The couple spoke with ABC News on Monday, saying their daughter expresses "remorse" and often "vents" during visits.

They also revealed details about the day of the attack, most notably what stabbing victim Payton Leutner said.

"Payton stated that she thought Morgan was her friend," Kristi Weier said.

"I pray every day that Payton finds true friendship."

Morgan Geyser. Photo / Supplied
Morgan Geyser. Photo / Supplied

The interview comes as filmmakers prepare to release the documentary Beware the Slenderman, based on the attack.

The documentary goes into detail about what allegedly happened on May 31, 2014, when the two girls, then 12, are accused of luring Payton into the woods near Waukesha, Wisconsin and stabbing her over and over again.

The film includes audio from a 911 call and police footage from inside the interview room as Anissa reveals why she did what she did.

"I was really scared knowing that Slenderman could easily kill my whole family in three seconds," she tells an officer.

Despite their age, the two girls are being tried as adults. During Monday's interview, Bill Weier said that decision should be reversed.

"The laws in the state of Wisconsin are outdated," he said. "If you look at the way the laws are now, the law has not advanced with what we know about juvenile brain development."

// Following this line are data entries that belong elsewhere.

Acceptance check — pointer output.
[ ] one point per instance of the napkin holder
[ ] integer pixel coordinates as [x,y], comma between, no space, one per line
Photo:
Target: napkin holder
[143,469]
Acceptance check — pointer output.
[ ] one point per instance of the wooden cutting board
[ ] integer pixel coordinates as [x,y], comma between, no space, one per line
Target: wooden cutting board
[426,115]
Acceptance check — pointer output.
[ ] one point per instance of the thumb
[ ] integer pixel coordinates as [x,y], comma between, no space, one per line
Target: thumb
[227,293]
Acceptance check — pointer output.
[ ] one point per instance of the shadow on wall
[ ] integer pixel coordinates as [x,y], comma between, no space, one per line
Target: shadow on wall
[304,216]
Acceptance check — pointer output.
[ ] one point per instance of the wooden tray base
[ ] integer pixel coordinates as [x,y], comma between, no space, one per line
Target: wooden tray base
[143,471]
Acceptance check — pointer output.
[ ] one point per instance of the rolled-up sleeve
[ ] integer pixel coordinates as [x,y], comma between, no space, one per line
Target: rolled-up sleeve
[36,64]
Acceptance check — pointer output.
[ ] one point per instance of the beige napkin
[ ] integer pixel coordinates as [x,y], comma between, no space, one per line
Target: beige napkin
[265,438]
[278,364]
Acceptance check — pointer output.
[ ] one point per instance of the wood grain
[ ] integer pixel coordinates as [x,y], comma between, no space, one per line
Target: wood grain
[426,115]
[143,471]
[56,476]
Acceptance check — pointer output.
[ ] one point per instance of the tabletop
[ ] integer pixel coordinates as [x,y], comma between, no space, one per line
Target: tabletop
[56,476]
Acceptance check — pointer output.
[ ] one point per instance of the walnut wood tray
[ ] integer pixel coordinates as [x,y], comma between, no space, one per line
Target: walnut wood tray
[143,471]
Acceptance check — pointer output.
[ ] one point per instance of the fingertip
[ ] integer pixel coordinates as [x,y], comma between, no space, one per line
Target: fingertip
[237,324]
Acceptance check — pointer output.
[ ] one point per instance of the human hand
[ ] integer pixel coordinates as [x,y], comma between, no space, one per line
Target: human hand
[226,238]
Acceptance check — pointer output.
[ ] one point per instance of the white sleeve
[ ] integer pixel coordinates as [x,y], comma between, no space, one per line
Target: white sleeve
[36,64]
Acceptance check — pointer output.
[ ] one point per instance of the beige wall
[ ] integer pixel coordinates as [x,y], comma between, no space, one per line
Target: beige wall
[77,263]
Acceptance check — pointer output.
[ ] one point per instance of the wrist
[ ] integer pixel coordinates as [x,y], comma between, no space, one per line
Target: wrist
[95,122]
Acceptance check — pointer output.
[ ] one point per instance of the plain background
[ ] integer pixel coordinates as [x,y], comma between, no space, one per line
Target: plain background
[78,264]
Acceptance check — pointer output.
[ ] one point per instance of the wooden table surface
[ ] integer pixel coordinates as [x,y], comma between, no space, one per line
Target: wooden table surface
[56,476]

Weier said he and his wife struggle every day coming to terms with what happened.

"It was really surreal from the time I got the phone call to the time I realised there were more things going on than we were originally led to believe," he said.

"You struggle with processing what you're finding out about what your child is being suspected of. If [the victims' parents] were here face-to-face I would tell them I'm sorry.

"I'd tell them I'm thankful that Payton survived and that for as much as they are struggling, we are struggling equally with trying to process not only what happened to their daughter but to our daughter."

The two accused pleaded not guilty by reason of mental illness. If found guilty, they could face up to 65 years in prison.

Payton continues to recover from the wounds, both physical and mental. She returned to school one year after the attack and is carrying on her life as normal.

Her parents were approached by HBO to be a part of the documentary. Family spokesman Stephen Lyons told news.com.au he met with a producer ahead of the filming and declined to be involved.

Beware the Slenderman premieres on SoHo on January 25 at 8.30pm.